Perhaps even more impressively though: I use Vim btw (to program in C).
I am not necessarily trying to brag very much, only to establish my own perspective, I don't consider myself particularly talented or intelligent or successful - otherwise I'd have gone into research, but I am currently (and kinda always) studying to improve my skills and stay up to date.
Just recently I decided to take a look into pentesting to learn the l33t side of things more as my education only ever briefly touched on it, I started in August as something to keep my brain sane during studies for the settlement visa (Life in the UK) test, and I've made it to Hacker Rank on HackTheBox a week ago or so. I think I watched a grand total of one Ippsec video, the rest of everything I read.
I don't know where you got the "game show hosts" from my comment, and I'm not aware of this if it exists as some broader trend. I don't see YouTube shorts it's all long blocked for me since release haha.
Yes YT tutorials and whatnot are good, but they are only good as broad introductions to a topic, personal opinions, or a particular historical narrative (Dr.Chuck on C's history for instance). Those are few good nuggets between an endless sea of scams selling you a course or some other grift.
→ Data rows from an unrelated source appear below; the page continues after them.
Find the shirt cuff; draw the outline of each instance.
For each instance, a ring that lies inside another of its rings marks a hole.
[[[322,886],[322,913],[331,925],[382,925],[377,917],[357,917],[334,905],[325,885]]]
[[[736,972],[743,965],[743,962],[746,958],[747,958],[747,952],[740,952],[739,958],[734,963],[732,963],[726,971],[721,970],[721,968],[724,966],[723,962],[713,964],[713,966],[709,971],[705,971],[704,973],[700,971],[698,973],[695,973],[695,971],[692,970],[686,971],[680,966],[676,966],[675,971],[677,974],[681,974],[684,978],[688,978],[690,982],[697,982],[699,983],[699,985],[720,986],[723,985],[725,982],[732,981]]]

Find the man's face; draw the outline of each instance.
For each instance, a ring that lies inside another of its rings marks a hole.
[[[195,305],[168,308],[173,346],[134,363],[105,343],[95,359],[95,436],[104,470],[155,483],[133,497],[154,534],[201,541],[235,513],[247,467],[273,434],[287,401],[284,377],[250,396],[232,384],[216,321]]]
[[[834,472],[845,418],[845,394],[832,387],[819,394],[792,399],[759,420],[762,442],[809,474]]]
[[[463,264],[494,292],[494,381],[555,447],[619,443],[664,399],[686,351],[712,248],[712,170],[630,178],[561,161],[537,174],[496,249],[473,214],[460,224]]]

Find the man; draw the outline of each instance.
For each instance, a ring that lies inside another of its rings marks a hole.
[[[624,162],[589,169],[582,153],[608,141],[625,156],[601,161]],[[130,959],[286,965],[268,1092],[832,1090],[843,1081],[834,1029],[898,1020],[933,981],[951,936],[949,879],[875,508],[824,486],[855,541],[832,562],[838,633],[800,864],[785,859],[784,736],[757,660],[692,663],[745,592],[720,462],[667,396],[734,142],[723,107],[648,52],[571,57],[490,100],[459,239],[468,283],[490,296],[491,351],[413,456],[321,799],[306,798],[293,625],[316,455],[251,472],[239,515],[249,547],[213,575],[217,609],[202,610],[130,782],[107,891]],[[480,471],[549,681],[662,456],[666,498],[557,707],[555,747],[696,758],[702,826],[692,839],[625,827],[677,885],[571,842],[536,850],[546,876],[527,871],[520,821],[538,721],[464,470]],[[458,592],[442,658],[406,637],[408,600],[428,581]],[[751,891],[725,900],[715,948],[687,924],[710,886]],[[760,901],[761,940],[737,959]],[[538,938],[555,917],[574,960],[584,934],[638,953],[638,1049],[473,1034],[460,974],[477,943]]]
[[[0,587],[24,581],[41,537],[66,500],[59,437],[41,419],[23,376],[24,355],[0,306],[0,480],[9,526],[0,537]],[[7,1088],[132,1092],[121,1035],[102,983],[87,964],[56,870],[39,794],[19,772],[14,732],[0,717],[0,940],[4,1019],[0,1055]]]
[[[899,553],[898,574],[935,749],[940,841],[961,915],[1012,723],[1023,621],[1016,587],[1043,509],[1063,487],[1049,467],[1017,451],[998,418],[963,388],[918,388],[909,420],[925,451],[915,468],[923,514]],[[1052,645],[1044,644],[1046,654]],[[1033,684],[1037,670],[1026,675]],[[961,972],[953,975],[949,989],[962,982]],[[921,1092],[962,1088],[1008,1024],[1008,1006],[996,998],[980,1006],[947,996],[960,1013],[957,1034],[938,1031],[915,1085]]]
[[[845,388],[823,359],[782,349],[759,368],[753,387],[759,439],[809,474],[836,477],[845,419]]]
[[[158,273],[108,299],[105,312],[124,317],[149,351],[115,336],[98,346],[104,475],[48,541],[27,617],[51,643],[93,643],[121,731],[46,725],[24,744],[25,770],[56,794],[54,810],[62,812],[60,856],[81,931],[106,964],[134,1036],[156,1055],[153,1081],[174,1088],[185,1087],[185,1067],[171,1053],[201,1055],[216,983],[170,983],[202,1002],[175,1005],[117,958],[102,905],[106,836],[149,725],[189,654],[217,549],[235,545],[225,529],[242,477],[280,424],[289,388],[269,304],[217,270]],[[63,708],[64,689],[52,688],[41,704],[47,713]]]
At a certain point you should start going a bit more in depth and reading - actively engaging with the material, move beyond simply knowing or purely copying and pasting terminal commands and understand why things work the way they do.
You don't become an electrical engineer or something by watching electroboom, you learn what it's about yes, but the rest you learn by reading and making, even basic arduino/breadboard projects will teach you more.
The best thing about YouTube is how good it is as background noise.
Ahh, that makes sense. you're not the target demographic of YT. you're too educated and too driven and you learn through more advanced methods.
that's OK, great for you and I'm happy that you're so successful. now, what about the millions of users that don't have the means to access higher education and training provided by their employers? what about the 18yo kid living in a leaky trailer with their methed out mom or dad that's looking for literally any way out they can afford.
perhaps in your quest you surrounded yourself with ultra successful people and forgot that there is a whole world with billions of people that do not have the same means as you do.
not trying to diminish the hard work and efforts you have clearly applied, but just because you did doesn't mean everyone can.
by removing easy access to content provided by these communities, even if they are wholly or partially incorrect, it only deepens the chasm between long term professional success and endentured struggle.
I will not support any action that denies a life the opportunity to rise above their status and claim a better life for themselves and their family. for every one person who stands above their born status increases the potential successes of those around them, and even cooler, it's a feedback system. your successes become their successes, and their successes become our successes.
Just to make it clear, I'm not trying to diminish your success I'm just trying to establish my perspective on your perspective so that we can share in a perspective that includes our success.
Oh no I totally understand that I'm privileged as all hell.
That said I also learned a helluva lot more outside of my degree during said degree and after.
Formal teaching is really like YouTube and it's meant to introduce you to what you don't know more than anything, and as I said that's a good thing as an introduction, but the vast majority of content is written, and you learn far more from it.